I wish it did because whatever issues the series has, they’re all outweighed by its winning cast. Silvers is hugely likable even doing nothing, while Yang’s jumpy narcissism is entertaining even when the story isn’t. John Malkovich continues to delight as the one seemingly sane and capable scientist of the bunch. Even Carell, though often falling into his typical tropes, delivers singularly impressive moments throughout the season.

Season two is also far less mean than its predecessor, and it’s all the better for it. There’s a jolly camaraderie to everything, which makes me love it even more.

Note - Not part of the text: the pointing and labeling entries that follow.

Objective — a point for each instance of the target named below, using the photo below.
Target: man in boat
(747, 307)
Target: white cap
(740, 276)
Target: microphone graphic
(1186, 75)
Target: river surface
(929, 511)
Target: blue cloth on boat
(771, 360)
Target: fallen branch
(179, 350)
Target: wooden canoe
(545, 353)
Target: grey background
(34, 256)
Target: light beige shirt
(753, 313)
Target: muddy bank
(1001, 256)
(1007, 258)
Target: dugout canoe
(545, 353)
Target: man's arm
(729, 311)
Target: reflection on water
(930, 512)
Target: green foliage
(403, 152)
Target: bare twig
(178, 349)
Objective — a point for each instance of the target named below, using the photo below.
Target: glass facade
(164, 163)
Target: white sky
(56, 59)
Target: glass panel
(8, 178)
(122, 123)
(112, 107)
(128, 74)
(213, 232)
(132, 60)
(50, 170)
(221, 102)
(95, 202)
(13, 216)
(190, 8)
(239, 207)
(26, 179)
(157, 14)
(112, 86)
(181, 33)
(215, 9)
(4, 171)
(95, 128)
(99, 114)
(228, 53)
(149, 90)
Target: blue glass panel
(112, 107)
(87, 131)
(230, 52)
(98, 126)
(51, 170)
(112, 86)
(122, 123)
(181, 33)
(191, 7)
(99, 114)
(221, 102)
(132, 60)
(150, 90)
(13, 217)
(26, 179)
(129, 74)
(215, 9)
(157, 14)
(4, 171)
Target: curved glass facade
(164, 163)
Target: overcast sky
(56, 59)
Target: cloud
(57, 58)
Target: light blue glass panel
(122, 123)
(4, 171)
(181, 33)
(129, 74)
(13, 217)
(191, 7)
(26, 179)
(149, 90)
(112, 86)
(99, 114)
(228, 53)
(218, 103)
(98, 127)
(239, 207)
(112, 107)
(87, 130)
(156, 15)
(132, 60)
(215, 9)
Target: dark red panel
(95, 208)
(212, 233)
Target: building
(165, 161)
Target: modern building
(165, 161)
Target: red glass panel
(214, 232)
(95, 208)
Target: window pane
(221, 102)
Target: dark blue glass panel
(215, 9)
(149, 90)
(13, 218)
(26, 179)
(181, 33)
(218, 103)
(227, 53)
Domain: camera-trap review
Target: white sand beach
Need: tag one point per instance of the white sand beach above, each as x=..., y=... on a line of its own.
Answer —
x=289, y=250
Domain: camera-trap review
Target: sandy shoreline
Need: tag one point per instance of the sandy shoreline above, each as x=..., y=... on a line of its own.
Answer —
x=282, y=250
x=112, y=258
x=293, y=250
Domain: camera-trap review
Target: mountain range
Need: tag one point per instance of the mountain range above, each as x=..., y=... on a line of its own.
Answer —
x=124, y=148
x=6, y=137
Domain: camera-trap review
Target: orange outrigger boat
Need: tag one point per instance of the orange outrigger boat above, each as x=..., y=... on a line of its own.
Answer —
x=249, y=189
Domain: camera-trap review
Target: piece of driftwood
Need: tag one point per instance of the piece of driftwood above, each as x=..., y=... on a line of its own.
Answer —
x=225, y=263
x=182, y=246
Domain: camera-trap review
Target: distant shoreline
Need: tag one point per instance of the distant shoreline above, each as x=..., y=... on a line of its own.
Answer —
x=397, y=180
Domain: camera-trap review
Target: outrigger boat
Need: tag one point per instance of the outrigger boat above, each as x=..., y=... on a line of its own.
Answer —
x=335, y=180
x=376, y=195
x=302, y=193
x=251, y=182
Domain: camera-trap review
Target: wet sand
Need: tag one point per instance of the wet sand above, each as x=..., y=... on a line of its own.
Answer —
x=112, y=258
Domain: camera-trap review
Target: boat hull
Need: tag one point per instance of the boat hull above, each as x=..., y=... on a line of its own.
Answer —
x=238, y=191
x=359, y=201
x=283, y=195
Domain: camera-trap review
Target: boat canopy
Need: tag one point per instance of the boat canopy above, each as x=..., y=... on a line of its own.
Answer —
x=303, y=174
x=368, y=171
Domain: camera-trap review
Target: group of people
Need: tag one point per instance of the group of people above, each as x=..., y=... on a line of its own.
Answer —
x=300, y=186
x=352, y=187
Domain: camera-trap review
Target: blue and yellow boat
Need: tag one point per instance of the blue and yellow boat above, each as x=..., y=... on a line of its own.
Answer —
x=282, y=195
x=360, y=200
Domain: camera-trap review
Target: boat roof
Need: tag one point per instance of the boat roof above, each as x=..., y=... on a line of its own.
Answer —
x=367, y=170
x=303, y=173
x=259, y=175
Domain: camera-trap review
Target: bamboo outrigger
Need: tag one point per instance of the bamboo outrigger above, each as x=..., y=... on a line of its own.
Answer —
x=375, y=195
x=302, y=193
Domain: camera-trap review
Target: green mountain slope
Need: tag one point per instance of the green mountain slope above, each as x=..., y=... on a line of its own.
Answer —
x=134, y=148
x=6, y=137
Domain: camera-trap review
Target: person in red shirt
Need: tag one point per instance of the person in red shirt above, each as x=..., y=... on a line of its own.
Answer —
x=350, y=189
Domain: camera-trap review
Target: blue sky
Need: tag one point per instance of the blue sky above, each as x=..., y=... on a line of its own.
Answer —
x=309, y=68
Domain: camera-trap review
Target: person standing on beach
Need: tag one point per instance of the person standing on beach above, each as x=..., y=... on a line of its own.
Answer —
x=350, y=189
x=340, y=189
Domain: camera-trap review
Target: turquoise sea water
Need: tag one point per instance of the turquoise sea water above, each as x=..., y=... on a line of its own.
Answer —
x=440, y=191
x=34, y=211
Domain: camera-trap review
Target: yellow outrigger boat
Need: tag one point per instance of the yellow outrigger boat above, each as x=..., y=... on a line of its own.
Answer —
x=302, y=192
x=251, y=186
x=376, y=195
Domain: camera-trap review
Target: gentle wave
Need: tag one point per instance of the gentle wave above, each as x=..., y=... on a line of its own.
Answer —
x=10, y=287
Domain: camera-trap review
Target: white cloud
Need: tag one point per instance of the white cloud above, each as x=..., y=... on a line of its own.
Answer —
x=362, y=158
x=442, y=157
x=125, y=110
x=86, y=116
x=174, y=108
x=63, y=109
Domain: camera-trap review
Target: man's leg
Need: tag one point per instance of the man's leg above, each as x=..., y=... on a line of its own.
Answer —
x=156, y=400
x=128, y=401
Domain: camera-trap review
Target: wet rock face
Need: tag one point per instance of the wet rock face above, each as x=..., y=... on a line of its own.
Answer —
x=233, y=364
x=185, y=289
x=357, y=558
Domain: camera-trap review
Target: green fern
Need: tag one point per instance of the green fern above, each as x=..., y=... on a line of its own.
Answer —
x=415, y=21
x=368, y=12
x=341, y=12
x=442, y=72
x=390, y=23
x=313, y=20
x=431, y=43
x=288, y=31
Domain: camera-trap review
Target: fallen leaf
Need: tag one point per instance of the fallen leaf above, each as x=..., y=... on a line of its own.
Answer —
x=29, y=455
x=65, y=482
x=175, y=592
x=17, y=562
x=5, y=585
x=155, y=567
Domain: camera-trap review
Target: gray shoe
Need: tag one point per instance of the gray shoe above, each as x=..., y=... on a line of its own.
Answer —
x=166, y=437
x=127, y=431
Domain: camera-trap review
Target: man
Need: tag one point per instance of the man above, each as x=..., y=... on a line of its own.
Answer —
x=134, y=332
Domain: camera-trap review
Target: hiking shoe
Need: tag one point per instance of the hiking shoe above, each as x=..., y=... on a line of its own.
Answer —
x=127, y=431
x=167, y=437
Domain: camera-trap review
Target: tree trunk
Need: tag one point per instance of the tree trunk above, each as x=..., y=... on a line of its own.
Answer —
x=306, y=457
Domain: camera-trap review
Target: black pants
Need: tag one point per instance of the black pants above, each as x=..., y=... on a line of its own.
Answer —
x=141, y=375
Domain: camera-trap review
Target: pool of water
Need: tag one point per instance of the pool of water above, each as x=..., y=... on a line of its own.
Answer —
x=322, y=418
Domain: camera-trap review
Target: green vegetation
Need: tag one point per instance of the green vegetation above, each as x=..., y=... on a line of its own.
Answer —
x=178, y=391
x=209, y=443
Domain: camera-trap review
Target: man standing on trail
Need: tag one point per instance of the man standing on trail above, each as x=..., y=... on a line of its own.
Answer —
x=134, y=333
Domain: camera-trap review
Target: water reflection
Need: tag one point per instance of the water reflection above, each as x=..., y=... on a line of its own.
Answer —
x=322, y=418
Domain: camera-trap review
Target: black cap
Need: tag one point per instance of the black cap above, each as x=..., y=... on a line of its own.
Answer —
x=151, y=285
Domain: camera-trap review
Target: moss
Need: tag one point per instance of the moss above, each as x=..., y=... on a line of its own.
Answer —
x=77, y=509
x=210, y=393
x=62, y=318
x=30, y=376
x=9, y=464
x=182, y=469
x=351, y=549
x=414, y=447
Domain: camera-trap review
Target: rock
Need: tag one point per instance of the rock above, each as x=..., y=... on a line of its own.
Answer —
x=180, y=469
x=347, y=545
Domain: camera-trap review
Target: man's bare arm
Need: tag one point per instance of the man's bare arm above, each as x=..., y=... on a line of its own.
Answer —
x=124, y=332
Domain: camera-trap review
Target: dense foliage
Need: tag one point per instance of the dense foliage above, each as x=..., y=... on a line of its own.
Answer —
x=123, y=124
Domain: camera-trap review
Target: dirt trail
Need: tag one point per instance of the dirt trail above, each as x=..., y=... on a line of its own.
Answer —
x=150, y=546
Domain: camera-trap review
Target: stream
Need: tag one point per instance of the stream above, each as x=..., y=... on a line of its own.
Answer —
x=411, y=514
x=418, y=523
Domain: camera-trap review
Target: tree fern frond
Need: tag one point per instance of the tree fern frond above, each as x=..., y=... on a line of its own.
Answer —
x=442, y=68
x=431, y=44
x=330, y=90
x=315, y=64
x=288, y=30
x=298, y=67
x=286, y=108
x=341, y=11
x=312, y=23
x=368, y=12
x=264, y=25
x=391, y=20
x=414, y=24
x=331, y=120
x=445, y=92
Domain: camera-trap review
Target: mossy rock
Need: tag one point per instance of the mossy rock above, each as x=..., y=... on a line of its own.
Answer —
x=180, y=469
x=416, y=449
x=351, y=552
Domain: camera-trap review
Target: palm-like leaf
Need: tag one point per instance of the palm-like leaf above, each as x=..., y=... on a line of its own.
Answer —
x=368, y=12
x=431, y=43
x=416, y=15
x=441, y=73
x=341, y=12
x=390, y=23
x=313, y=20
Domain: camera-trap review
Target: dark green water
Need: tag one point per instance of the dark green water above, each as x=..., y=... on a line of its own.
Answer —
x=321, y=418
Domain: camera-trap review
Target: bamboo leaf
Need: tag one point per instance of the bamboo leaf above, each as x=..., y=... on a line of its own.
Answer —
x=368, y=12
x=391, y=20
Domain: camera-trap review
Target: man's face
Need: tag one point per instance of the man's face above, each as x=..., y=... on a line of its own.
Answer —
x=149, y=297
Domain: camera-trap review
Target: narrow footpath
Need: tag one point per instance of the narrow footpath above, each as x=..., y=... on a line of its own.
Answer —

But it all feels disjointed and unfocused. Just when you think the plot is moving, the series halts for a pointless subplot about robot wars. As the final episode concluded, it felt like I’d been sent only half a season to review.

This really speaks for how much I want this show to succeed. Even when it’s aimless, I want to spend more time with this cast. But I don’t know how they’ll get there doing the same thing for the third season in a row.

Whatever comes next, I hope Space Force can find its groove. There are moments here that feel like they’re just on the cusp of whatever that is. But to get there, it needs to ask itself what kind of a show it wants to be. Personally, I think the series is at its best when the plot and dark humor go hand in hand. Those episodes, like a fantastic one with the Chinese delegation coming to negotiate land rights on the moon, showcase the rough diamond Netflix has on its hands.

The second season isn’t as good as the first one, but I still enjoyed it. I hope we get a third one sooner than later. Don’t let this one die, Netflix.